A Serra da Piedade, localizada entre Caeté e Sabará, em Minas Gerais, é um dos maiores patrimônios naturais do Brasil, tombada como patrimônio nacional desde 1956. No entanto, essa área, de grande valor ambiental e cultural, está sob crescente pressão de mineradoras, em especial a Vale, que detém seis títulos minerários na região. Desde 2011, a mineradora vem tentando reverter atos do Instituto do Patrimônio Histórico e Artístico Nacional (Iphan) que ampliaram a proteção sobre a serra, dificultando a exploração mineral.
Tombamento ampliado em 2010 e a disputa judicial
Em 2010, o Iphan ampliou a área tombada da Serra da Piedade, considerando que a zona de proteção original não era suficiente para garantir a preservação do patrimônio. A ampliação da área visava impedir que a mineração, que ameaça a biodiversidade local, fosse realizada em uma região com tanta importância histórica e cultural. Essa decisão, no entanto, gerou resistência de empresas mineradoras, que buscam contestar o tombamento.
Entre os processos que envolvem a Serra da Piedade, há 31 casos ativos na Agência Nacional de Mineração (ANM), muitos deles atualizados recentemente, o que demonstra a continuidade do movimento das empresas em direção à exploração mineral, apesar da proibição em vigor. A Vale, uma das principais interessadas, apresentou diversos recursos judiciais, mas até o momento, a Justiça Federal tem rejeitado os argumentos da empresa.

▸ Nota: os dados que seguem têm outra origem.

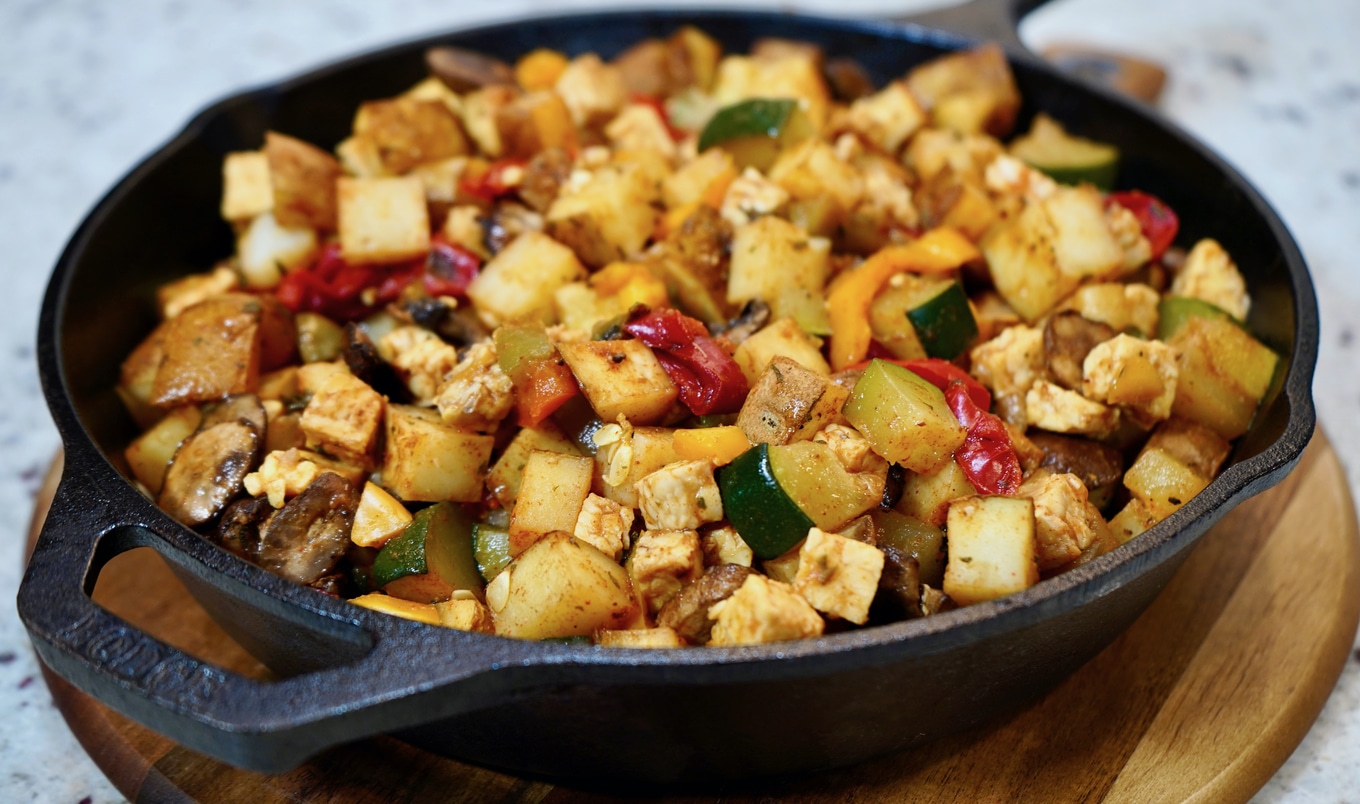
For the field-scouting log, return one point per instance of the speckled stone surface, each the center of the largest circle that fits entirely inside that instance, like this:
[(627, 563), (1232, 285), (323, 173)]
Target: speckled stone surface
[(89, 87)]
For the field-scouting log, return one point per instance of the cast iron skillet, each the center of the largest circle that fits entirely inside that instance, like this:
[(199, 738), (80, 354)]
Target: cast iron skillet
[(575, 713)]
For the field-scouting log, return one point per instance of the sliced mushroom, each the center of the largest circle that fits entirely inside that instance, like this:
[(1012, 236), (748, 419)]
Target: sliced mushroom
[(310, 533), (464, 71), (241, 525), (207, 471), (687, 612), (361, 354), (899, 585), (543, 177), (1068, 338), (1099, 467)]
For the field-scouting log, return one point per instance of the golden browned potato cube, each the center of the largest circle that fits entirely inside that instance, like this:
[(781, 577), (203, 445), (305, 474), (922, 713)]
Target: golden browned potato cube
[(303, 180), (609, 216), (150, 455), (382, 219), (520, 282), (210, 351), (343, 419), (429, 461), (990, 548), (620, 377), (551, 494), (789, 403), (410, 131), (245, 185), (378, 517)]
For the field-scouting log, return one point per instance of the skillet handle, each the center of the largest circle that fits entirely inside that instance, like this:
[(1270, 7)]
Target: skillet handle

Documentos revelam estratégias para reverter a proteção na Serra da Piedade
Em meio a essa disputa judicial, a Operação Rejeito revelou documentos que mostram estratégias de mineradoras para questionar a legalidade do tombamento da serra. Entre os argumentos apresentados, estão questões técnicas que visam enfraquecer a proteção, favorecendo os interesses econômicos das mineradoras.
Apesar das tentativas de anulação, o Ministério Público Federal (MPF) já se posicionou favoravelmente à manutenção da proteção do patrimônio, reforçando o entendimento de que a Serra da Piedade deve ser preservada.
A Serra da Piedade é protegida não apenas por uma rede de instrumentos legais nacionais, mas também conta com reconhecimento internacional, inclusive da UNESCO, o que reforça a importância da sua preservação para o Brasil e para o mundo. Especialistas no tema apontam que, apesar da pressão das mineradoras, as chances de reversão do tombamento são pequenas. No entanto, alertam para a necessidade de vigilância constante por parte da sociedade e das autoridades, pois a disputa continua sendo acompanhada de perto.
Posicionamento da Vale e sigilo nos processos
A Vale, por sua vez, reafirma que cumpre a legislação vigente, mas evita comentar sobre os processos em andamento, que continuam sem decisão definitiva. O Iphan e a ANM, por questões legais, alegam sigilo sobre as informações dos processos, o que dificulta o acompanhamento público da situação.
A investigação segue em aberto, e os movimentos sociais, autoridades ambientais e especialistas continuam atentos ao desenrolar desse caso, que envolve não apenas a proteção ambiental, mas também a defesa do patrimônio histórico e cultural do Brasil.